My journey with clay has been a process of discovery and rediscovery. At times, the process has been forced, leading me to produce works that I consider overengineered, forms that stand apart from those that emerge from a more intuitive process. When I disengaged my conscious thought and allowed my work to develop through a more intuitive process, the result was a more satisfying expression, one that speaks from a deeper part of myself. I am often surprised how intuitive responses interact with conscious inspirations to produce unexpected outcomes.
For example, ancient history has been an inspiration for me. I feel connected with the past when examining an ancient artifact, realizing that the item in my hand was likely an integral part of someone’s life centuries ago. I am also fascinated by the impact of time and environment on the surface of these artifacts. Frequently, organic textures and earthy colors appear in random fashion, having developed from centuries of exposure to the elements. There’s little doubt that these artifacts have had an in?uence on my work, as witnessed by my choice of glaze treatments and my classical use of form.

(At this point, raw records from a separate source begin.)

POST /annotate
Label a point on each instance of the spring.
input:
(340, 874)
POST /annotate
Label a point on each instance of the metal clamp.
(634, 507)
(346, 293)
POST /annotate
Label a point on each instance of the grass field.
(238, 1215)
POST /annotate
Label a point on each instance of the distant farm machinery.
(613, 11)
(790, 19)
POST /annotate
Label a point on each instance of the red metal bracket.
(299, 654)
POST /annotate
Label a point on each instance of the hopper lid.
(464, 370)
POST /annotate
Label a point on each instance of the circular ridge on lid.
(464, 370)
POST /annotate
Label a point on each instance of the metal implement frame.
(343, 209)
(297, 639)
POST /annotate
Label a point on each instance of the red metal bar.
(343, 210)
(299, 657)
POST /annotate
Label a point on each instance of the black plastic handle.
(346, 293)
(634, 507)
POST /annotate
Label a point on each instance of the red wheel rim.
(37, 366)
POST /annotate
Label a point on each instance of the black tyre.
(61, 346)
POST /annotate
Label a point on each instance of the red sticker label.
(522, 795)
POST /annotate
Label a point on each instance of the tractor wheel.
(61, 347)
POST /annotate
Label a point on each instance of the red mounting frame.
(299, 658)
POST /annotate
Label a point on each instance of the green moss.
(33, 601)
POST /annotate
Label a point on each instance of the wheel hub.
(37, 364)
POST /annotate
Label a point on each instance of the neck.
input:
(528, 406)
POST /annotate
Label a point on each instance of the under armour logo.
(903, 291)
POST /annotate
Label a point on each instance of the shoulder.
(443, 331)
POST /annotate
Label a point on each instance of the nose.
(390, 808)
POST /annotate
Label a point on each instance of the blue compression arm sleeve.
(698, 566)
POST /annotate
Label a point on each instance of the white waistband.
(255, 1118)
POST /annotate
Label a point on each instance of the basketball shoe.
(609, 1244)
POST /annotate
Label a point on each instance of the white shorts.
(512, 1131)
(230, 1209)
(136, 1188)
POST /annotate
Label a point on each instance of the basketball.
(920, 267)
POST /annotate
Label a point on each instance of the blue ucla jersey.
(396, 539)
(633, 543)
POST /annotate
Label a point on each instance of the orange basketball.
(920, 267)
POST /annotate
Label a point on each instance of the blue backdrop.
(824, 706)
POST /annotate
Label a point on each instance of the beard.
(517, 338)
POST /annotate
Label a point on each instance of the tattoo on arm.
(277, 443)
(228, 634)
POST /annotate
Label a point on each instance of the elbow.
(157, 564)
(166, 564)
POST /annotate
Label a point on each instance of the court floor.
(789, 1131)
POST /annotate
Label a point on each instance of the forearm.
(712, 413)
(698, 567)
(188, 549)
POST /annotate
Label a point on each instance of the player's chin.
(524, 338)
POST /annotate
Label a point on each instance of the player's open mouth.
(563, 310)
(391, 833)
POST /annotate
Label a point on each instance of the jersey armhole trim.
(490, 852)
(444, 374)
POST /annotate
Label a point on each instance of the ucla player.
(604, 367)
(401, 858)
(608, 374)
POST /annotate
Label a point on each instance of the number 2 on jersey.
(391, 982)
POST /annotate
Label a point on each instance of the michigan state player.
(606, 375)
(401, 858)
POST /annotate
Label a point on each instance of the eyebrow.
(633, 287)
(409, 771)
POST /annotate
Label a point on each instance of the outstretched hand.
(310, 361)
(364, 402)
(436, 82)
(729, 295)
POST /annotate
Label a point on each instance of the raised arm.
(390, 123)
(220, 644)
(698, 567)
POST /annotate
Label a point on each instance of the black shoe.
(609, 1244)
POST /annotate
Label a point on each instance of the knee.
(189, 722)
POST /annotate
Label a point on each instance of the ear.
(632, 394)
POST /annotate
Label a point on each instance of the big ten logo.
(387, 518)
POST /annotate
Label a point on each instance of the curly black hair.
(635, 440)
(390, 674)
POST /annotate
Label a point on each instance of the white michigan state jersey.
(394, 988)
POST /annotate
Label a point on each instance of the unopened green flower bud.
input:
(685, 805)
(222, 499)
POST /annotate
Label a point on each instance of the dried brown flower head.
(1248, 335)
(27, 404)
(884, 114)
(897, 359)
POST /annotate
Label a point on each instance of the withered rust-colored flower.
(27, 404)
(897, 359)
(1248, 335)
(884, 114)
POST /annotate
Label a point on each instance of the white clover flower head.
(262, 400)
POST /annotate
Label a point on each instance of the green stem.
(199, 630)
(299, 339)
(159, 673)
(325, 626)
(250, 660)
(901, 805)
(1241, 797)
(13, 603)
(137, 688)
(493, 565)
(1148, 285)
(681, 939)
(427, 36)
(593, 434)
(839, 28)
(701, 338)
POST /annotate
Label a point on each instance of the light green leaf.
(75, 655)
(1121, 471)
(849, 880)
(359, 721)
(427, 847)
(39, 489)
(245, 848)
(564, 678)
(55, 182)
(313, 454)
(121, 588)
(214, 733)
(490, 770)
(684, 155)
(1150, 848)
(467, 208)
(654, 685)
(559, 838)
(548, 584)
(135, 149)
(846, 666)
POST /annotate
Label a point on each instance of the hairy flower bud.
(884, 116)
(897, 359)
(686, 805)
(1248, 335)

The “less is more” aesthetic has also had an effect on my work. I try to reduce an expression to the pure essentials, to focus clearly on the main point of my work-form. My goal is pure simplicity of form achieved through gently sloping lines and as few distractions as possible.
To develop my sensitivity for form, I used to sit with pencil and paper sketching half silhouettes. These half forms trick the eye in a wonderful way. By building upon the visual information of one half of the form, the mind completes the other half.
The result is an instant critique of the essential elements. Zeroing in on an intriguing form, I used to sketch out every aspect of the completed piece in full detail, then apply the appropriate techniques to bring the expression to life. These conscious exercises were interesting to a point, but they lacked the spirit and vitality that I hungered for in my work. Eventually, I put down the pencil and started working intuitively. Letting go in this way allowed me to develop beyond the limitations of overengineered ideas.
A cylindrical ball of clay is opened with the thumb. Using up to an 8-pound ball of clay for a pinchpot has become second nature.
The upper walls are thinned by pushing with the thumb from the inside, while supporting the outside with the outer hand.
The bottom is thinned by pushing with the fingers or knuckles of the inner hand toward the outer (support) hand.
The wall thickness is evened (bottom to rim) by rhythmical paddling while slowly rotating the form with the inside hand.
After the clay has hardened somewhat, the lower wall is stretched more, reserving a small amount of clay at the bottom.
Once the clay has firmed up again, the reserve at the bottom is stretched by stroking in the opposite direction.
Then, the form is inverted and paddled to compress the clay and refine the contour of the bottom.
When the bottom is firm, the form is supported in a padded bowl, and paddling of the upper wall is begun.
Subsequent passes refine the curve of the shoulder; eventually, the paddle is used simply to control the amount of stretching.